There are a couple of important things to take care of before you install your cabinets. First, use your level to draw a level line on your wall right where the bottom of your cabinets will be, then screw a ledger board along the line. This 1x2 or 1x3 board will ensure a level installation and helps support the unit while folding it in position. Remove the doors and shelves from the units. This will only get in your way when you’re screwing the cabinets to the wall. Take numbers on them so you know which doors and drawers to go with which cabinets. Always start with a corner cabinet. That way if you need to adjust your spacing later, you can do it in the middle of the wall were it’s easiest.
Lift the unit onto the ledger board. If you can't get a friend to help you with this, you can rent a manual cabinet lift or other support. Then check the cabinet for level and plumb on all sides. Use wood shims as needed to make the cabinet plumb and square to the corner. Then go ahead and drive screws through the back of cabinet into the studs. Your screws need to be long enough to penetrate the drywall and the stud. Don’t even think of using nails here. With the corner units secure, you can move on to the next cabinet.
Lift the unit onto the ledger and snug it flush with the corner cabinet, then clamp them together. You can use adjustable clamps or C-clamps for this. Drill pilot holes to the face frames and screw the units together to the frame of the corner cabinet. Check to make sure the cabinet is leveled and plumbed and shim where needed. Then secure the unit to the wall with screws driven into the studs.

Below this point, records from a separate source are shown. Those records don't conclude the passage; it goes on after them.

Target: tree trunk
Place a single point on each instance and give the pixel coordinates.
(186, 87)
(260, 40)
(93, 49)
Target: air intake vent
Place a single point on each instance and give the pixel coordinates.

It’s rare that your cabinets will perfectly fit the dimensions of your kitchen. This is where the extra wood strips the manufacturer includes with the cabinets come to the rescue filling any gaps between the units. With all the upper cabinets installed, you can unscrew the ledger board and cut it back any excess shims. Well, your upper cabinets are up and they look beautiful. Now you’re ready for the base cabinets.